Re: expected I/O / rand 4k iops

Mark Nelson <mark.nelson@xxxxxxxxxxx> · Thu, 11 Apr 2013 07:27:04 -0500

On 04/11/2013 02:27 AM, Stefan Priebe - Profihost AG wrote:
Hello list,

is there any calculation of expected I/O available?

I've a test system running 6 hosts 4 OSDs each using SSD - i get 20.000
to 40.000 IOP/s not as much as i expected but OK right now.

Hi!

How are you running your benchmarks Stefan?

Doing reads from pagecache with RADOS bench I can do up to about 22,000 
IOPs from a single host.

See the page cache section of our bobtail vs argonaut article by 
scrolling down a bit from here:

http://ceph.com/uncategorized/argonaut-vs-bobtail-performance-preview/#4kbradoswrite

I haven't tested putting OSDs directly on RAM disks recently, but it'd 
probably be a good idea to try again at some point.

If i replace the SSDs on one host with spinning disks but still using
dedicated journal on ssd (20GB / Disk/OSDK), i'm not able to get more
than 300 to 400 iop/s this seems to be pretty low.

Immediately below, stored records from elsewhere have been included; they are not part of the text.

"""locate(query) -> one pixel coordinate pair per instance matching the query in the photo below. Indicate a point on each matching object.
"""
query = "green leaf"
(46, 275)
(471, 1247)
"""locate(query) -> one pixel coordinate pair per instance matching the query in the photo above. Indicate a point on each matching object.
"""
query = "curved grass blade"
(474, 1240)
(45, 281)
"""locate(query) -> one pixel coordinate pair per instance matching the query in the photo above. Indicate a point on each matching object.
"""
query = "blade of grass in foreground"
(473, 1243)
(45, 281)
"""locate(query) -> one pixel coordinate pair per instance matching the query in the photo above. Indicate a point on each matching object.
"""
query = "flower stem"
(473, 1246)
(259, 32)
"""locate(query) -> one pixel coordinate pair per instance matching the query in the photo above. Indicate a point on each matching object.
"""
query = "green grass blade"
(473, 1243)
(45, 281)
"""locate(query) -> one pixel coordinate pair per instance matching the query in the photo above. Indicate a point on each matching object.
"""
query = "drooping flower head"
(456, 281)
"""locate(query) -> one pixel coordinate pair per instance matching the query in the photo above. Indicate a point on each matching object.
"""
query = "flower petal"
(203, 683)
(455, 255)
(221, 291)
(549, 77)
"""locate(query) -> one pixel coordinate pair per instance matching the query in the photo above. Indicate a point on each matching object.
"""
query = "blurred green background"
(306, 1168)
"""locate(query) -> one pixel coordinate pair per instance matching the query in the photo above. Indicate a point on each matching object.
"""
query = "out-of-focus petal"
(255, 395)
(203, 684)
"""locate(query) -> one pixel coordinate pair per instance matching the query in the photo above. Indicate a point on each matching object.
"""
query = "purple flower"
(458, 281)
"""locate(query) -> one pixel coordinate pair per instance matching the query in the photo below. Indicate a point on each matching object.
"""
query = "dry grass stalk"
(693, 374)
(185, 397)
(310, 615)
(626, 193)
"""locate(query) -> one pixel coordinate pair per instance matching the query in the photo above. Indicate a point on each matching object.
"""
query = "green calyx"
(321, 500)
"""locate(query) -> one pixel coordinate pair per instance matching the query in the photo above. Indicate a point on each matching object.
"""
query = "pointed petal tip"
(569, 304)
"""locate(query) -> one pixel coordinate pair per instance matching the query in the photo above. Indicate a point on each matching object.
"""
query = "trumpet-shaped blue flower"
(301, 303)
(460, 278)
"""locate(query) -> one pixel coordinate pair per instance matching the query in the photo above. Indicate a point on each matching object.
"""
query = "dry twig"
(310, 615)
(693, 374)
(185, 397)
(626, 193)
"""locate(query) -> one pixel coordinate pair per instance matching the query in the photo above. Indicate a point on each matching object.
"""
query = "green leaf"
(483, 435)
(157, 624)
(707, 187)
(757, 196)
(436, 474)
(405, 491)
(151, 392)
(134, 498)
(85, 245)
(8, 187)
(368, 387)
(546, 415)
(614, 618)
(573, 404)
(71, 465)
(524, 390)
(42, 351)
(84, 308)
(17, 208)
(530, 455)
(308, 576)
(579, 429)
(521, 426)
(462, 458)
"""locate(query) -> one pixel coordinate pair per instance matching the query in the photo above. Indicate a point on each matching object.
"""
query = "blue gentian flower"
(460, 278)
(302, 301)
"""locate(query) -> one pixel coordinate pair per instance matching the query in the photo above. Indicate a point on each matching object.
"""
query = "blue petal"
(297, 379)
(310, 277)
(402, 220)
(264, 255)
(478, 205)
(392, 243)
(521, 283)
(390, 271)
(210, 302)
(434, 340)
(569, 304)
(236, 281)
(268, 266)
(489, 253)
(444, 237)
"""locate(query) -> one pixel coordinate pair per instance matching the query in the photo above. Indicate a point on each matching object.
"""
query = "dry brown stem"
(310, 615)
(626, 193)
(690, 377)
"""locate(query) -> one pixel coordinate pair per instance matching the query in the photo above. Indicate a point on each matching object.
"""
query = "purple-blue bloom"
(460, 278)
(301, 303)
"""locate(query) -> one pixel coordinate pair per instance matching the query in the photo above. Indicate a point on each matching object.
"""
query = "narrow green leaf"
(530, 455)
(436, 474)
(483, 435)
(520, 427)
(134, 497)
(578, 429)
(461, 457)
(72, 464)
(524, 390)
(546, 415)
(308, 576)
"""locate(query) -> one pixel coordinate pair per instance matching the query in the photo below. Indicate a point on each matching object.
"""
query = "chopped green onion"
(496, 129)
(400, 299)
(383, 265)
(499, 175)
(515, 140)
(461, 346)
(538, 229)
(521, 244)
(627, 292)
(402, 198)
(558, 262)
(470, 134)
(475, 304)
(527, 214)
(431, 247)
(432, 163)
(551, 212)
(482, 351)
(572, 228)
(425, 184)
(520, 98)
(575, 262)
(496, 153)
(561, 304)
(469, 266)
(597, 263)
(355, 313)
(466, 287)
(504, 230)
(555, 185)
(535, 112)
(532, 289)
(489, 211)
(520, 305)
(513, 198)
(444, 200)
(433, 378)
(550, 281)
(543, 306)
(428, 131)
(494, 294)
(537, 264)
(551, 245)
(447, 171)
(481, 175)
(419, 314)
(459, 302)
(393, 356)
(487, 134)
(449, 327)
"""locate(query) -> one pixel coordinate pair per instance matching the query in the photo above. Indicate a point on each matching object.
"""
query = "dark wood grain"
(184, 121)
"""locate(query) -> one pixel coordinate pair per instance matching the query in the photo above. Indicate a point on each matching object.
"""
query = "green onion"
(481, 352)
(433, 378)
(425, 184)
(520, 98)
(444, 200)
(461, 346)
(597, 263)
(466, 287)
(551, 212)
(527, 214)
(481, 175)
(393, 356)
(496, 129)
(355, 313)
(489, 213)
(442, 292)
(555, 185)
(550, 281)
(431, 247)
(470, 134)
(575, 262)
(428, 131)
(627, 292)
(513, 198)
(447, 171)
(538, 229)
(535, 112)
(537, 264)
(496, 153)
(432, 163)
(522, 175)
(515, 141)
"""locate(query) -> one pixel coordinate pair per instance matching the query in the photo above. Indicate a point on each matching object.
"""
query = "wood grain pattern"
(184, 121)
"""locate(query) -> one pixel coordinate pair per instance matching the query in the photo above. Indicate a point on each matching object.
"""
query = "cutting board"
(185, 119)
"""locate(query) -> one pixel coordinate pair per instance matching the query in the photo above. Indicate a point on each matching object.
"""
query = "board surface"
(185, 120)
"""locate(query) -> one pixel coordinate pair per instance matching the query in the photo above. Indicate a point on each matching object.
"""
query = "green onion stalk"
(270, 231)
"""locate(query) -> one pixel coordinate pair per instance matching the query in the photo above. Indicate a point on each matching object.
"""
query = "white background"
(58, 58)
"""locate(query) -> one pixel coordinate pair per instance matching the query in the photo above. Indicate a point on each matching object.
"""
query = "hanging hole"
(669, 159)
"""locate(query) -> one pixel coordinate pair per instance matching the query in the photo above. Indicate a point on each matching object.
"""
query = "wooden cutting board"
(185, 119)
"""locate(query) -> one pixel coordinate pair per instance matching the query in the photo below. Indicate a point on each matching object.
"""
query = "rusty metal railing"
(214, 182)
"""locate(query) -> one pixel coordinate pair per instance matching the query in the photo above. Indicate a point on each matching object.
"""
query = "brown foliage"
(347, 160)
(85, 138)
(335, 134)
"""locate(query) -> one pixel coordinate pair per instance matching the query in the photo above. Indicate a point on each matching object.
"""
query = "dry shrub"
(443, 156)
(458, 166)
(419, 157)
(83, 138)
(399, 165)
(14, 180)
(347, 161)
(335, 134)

That's probably about right.  The journals really only absorb a small 
portion of the incoming writes for free, and then you end up having to 
wait on the disks behind the OSDs. If you have 4 spinning disks in the 
system, each one is only really capable of around 150-200 IOPs assuming 
typical 7200rpm units.  300-400 iops for 4 disks isn't great, but it's 
probably not totally unrealistic either.

So what would happen with 4 spinning disks in 1 node, but everything 
else on SSD?  All of your outstanding operations will end up backing up 
on the disks in the slow node while everything else sits mostly idle. 
That's because there's a (configurable) maximum number of outstanding 
operations that you can have in flight at once.  No matter how high you 
set that though, eventually *all* outstanding operations will back up on 
the slow node under a sustained workload.  You can mitigate this by 
weighting the slow OSDs to have less data vs the others, but that's not 
really an ideal solution.  Ceph really likes well balanced systems. 
It'll work on heterogeneous clusters but it's definitely not ideal.

As far as SSDs go, some folks seem to be having luck with Bcache and 
fastcache to improve performance of spinning disk backed OSDs.  I admit 
haven't had time to play with them yet but it's definitely on my list!

Everything tested using 0.56.4 and Qemu RBD.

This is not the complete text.